Ainsworth, Dorothy M., Curtis A. Smith, Kathleen S. Henderson, and
Jerome A. Dempsey.
Dept. Clinical Sciences; CVM-Cornell University; Ithaca, NY 14850
and The John Rankin Laboratory of Pulmonary Medicine, Dept.
Preventive Medicine, University of Wisconsin, Madison, WI 53705
APStracts 3:0130A, 1996.
The activation patterns of the costal and crural diaphragm and
transversus abdominis (TA) muscle, and their relationship to
esophageal pressure (Pes) changes and footplant were examined in five
chronically-instrumented dogs who breathed at high frequencies at
rest and during exercise. In two tracheostomized dogs, measurements
were made of diaphragmatic length via sonomicrometry and of airflow,
and related to diaphragmatic electrical activity and Pes. Dogs
exhibited either a high frequency breathing pattern, characterized by
Pes changes occurring at 2-6 Hz, or a mixed frequency breathing
pattern characterized by low amplitude Pes oscillations (4-6 Hz)

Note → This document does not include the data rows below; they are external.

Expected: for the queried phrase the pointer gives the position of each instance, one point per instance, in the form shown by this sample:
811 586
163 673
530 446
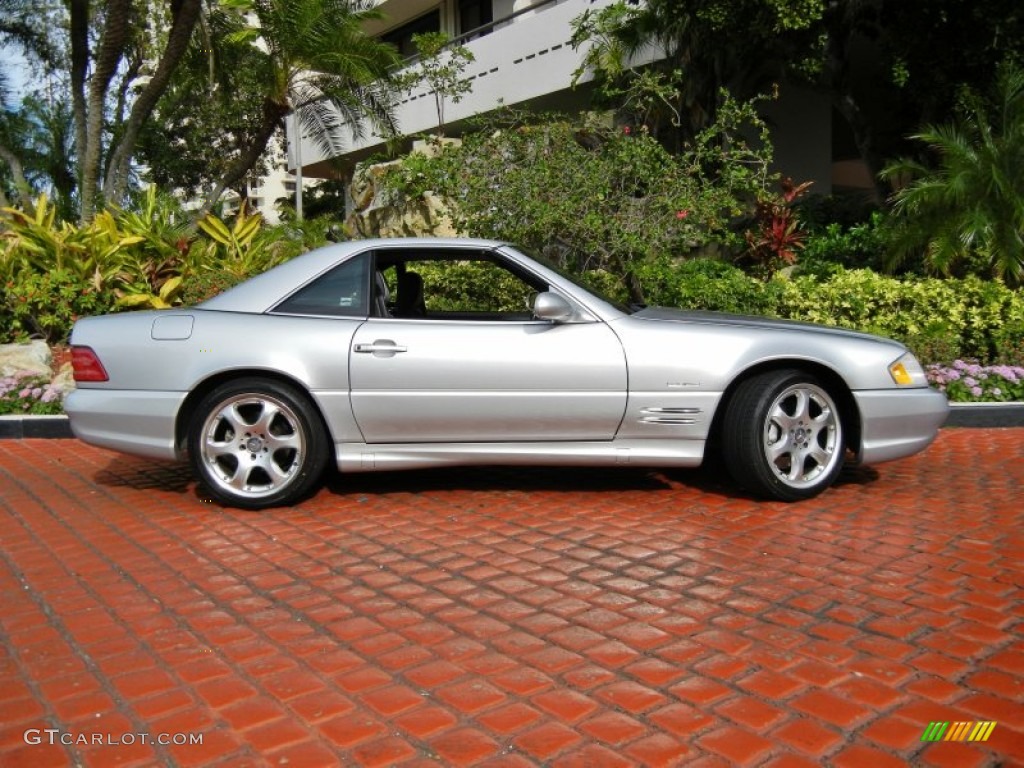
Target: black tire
782 435
257 443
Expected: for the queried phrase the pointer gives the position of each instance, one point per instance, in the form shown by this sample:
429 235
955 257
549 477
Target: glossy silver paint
583 382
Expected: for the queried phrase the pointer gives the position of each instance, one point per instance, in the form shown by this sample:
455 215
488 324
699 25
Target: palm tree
970 204
316 60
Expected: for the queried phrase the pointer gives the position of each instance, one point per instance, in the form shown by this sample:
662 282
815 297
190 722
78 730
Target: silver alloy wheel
253 445
801 437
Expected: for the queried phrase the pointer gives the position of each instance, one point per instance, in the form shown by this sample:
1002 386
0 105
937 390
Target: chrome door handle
383 346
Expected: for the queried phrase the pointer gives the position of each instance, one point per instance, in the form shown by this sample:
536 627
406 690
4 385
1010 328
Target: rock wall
379 213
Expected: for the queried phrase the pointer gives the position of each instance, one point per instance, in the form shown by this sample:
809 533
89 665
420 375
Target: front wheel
783 435
257 443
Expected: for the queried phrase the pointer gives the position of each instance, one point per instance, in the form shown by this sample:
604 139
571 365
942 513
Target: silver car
402 353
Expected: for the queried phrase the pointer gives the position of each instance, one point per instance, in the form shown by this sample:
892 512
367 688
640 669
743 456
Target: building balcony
522 58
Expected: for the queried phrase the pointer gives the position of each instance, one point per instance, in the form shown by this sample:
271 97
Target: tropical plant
594 197
314 60
966 207
779 235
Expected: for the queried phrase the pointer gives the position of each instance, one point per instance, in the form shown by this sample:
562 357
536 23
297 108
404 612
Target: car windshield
580 281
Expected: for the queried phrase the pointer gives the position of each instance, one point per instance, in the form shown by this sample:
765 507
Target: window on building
401 37
474 13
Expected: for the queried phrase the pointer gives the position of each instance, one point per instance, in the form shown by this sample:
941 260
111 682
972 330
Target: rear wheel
256 443
783 435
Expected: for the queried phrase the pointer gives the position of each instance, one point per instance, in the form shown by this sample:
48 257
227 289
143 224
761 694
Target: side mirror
551 306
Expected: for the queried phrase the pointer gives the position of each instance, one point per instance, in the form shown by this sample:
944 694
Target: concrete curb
976 415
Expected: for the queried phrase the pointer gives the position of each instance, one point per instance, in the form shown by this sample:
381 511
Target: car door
470 377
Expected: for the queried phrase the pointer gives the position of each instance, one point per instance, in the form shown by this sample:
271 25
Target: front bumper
897 423
135 422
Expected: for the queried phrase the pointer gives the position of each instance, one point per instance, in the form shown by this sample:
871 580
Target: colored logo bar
969 731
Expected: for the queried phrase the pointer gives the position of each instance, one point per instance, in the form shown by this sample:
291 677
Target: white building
523 56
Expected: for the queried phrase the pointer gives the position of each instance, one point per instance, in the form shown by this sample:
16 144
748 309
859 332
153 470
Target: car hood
701 316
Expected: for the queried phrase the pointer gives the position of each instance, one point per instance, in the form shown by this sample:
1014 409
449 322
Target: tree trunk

superimposed upon a slower breathing rate of 0.5-1 Hz. Regardless of
the type of breathing pattern elected or of the various
breathing:stride frequency ratios observed during exercise, decreases
in Pes were always associated with phasic EMG activity of the costal
and crural diaphragm and with phasic diaphragmatic muscle shortening.
The TA EMG activity coincided with an increasing Pes from peak
negative values in resting dogs and exhibited both an expiratory and
a locomotory modulation during exercise. Although footplant may have
contributed to some airflow generation when dogs utilized the mixed
frequency pattern, these data demonstrate that the movement of air
into and out of the lungs in stationary or exercising dogs requires
phasic neural activation of the diaphragm and other respiratory
muscles.
Received 7 August 1995; accepted in final form 26 February 1996.
APS Manuscript Number A863-5.
Article publication pending Journal of Applied Physiology.